Hidden inside the frame of his bicycle were the documents that could mean the difference between life and death for Jewish families. His name was Gino Bartali. He won the Giro d’Italia three times and the Tour de France twice, making him one of the greatest cyclists of his generation.
After Germany occupied much of Italy in 1943, Bartali was approached by members of a clandestine Catholic rescue network. They needed someone who could carry forged identity papers between safe houses without attracting suspicion. He agreed.
His fame became his disguise.
Every time Bartali set out on his bicycle, he carried photographs and forged identity papers hidden inside its hollow frame. If a Fascist patrol decided to dismantle the bike, the deception would be over.
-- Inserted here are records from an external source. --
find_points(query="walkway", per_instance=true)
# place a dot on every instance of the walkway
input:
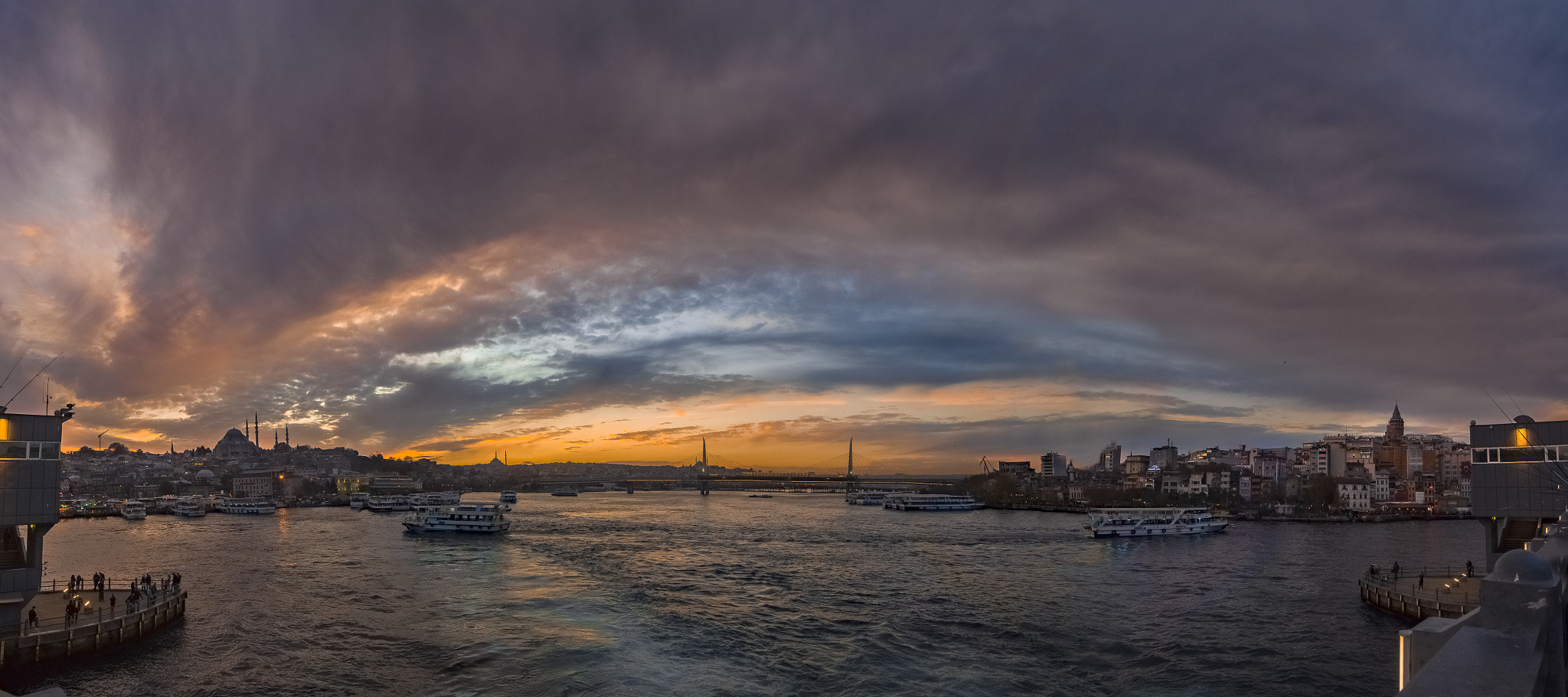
(1419, 592)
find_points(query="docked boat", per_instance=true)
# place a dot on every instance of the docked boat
(866, 499)
(435, 499)
(1145, 522)
(387, 503)
(469, 517)
(930, 502)
(247, 506)
(132, 510)
(190, 508)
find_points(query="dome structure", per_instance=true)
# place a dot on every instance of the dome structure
(236, 447)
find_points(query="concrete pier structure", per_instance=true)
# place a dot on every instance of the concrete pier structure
(28, 505)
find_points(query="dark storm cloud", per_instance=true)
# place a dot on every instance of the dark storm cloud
(1331, 203)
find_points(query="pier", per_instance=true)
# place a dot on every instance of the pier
(1429, 592)
(94, 628)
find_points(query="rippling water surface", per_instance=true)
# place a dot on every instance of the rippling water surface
(676, 594)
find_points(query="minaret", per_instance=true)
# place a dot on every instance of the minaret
(1396, 426)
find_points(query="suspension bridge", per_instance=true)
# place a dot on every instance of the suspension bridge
(847, 472)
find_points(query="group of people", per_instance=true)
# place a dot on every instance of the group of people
(142, 588)
(1421, 578)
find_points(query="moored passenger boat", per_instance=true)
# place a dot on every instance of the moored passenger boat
(190, 508)
(387, 503)
(469, 517)
(866, 499)
(1147, 522)
(435, 499)
(930, 502)
(247, 506)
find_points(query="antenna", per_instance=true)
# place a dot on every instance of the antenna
(1515, 402)
(35, 376)
(13, 370)
(1494, 403)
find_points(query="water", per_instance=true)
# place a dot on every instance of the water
(675, 594)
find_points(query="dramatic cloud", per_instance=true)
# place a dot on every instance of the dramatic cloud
(607, 229)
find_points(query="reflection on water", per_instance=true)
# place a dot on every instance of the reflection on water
(673, 594)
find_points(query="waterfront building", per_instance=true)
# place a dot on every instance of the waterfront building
(28, 505)
(257, 484)
(1054, 466)
(1517, 477)
(1355, 493)
(1164, 458)
(1109, 459)
(1137, 464)
(1015, 467)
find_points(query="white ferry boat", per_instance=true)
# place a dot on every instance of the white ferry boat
(190, 508)
(469, 517)
(387, 503)
(247, 506)
(132, 510)
(930, 502)
(1144, 522)
(866, 499)
(435, 499)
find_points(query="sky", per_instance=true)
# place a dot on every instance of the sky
(603, 230)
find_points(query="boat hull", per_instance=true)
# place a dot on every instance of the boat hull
(419, 528)
(1159, 529)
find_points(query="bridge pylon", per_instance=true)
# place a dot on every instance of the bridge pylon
(848, 475)
(701, 472)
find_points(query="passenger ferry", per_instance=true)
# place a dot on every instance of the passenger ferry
(1144, 522)
(436, 499)
(930, 502)
(190, 508)
(132, 510)
(387, 503)
(248, 506)
(866, 499)
(469, 517)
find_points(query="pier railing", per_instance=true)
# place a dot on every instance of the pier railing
(91, 630)
(94, 610)
(1511, 644)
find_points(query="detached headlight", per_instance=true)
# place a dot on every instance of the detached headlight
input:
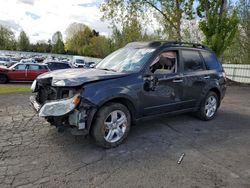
(33, 86)
(59, 108)
(59, 83)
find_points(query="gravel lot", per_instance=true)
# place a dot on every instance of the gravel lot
(34, 154)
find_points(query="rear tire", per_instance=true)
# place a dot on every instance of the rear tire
(112, 125)
(209, 107)
(3, 79)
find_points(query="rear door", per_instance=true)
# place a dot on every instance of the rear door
(194, 76)
(163, 85)
(17, 73)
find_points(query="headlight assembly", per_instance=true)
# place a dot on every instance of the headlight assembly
(60, 107)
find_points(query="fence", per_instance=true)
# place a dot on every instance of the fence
(238, 72)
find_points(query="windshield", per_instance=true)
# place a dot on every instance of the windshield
(126, 60)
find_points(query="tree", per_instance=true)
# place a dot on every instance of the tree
(99, 47)
(23, 42)
(57, 43)
(7, 39)
(169, 13)
(77, 36)
(238, 52)
(218, 24)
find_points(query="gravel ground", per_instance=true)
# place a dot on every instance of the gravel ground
(217, 153)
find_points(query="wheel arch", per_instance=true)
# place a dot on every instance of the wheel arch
(122, 100)
(217, 91)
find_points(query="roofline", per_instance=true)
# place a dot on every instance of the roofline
(167, 43)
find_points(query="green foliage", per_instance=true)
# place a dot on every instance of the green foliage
(57, 43)
(77, 36)
(168, 13)
(23, 42)
(99, 46)
(7, 39)
(239, 51)
(218, 24)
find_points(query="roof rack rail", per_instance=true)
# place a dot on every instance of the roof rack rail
(186, 44)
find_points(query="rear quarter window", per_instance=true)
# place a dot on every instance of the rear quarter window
(211, 61)
(192, 61)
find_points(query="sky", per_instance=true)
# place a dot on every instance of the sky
(41, 18)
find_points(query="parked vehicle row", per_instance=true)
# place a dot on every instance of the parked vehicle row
(27, 69)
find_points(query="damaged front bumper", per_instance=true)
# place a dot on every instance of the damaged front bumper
(55, 108)
(65, 111)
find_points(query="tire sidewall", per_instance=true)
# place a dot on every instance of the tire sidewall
(203, 111)
(98, 129)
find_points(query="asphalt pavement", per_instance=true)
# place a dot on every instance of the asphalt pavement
(217, 153)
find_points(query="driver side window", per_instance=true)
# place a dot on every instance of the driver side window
(165, 63)
(20, 67)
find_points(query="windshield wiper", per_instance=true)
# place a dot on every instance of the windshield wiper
(113, 70)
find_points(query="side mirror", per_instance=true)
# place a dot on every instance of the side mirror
(150, 83)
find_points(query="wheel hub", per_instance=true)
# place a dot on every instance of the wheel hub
(116, 124)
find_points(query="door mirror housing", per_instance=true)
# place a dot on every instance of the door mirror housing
(150, 83)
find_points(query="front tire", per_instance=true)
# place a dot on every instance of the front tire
(112, 125)
(209, 107)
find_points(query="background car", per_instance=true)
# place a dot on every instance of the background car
(4, 60)
(57, 65)
(22, 72)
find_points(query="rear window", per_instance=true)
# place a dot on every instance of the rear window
(33, 67)
(211, 61)
(192, 61)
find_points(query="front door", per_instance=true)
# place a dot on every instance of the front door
(163, 85)
(195, 77)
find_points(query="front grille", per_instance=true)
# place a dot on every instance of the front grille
(47, 93)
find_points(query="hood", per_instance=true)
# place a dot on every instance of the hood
(77, 77)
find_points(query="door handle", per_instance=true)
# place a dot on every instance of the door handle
(177, 80)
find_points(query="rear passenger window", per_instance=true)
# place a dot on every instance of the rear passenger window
(211, 61)
(33, 67)
(192, 61)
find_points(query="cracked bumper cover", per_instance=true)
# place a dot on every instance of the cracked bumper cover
(55, 108)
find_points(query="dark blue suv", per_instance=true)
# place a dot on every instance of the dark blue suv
(140, 80)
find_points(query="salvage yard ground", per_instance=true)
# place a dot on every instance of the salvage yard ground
(34, 154)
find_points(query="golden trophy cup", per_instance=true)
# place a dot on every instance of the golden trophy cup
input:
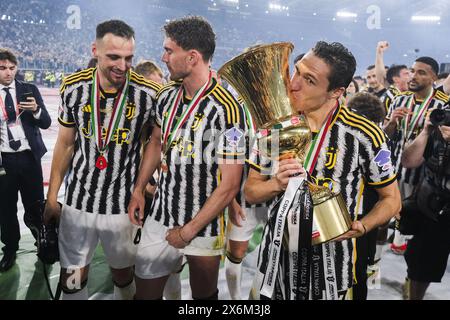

Instead, he insisted that no one touch the machine because it had been perfectly tuned for racing. The explanation was believable. The authorities waved him on.
Those journeys helped deliver the papers needed to create new identities for Jews in hiding.
Yet for Bartali, being a courier wasn’t enough. He also hid the Jewish Goldenberg family beneath his home in Florence, knowing that discovery could have meant imprisonment or execution for himself and placed his own family in grave danger. Historians believe the wider rescue network in which he played a vital role helped save around 800 Jews.
When the war ended, Bartali returned to racing. In 1948, ten years after his first victory, he won the Tour de France again at the age of thirty-four, one of the sport’s greatest comebacks. Almost nobody knew what he had done during the war.
Bartali never spoke about those rides. His family only discovered the truth years later. He believed that good deeds did not need an audience. Only after his death did historians piece together the full extent of his contribution. In 2013, Yad Vashem recognised him as one of the Righteous Among the Nations, honouring non-Jews who risked their lives to save Jews during the Holocaust.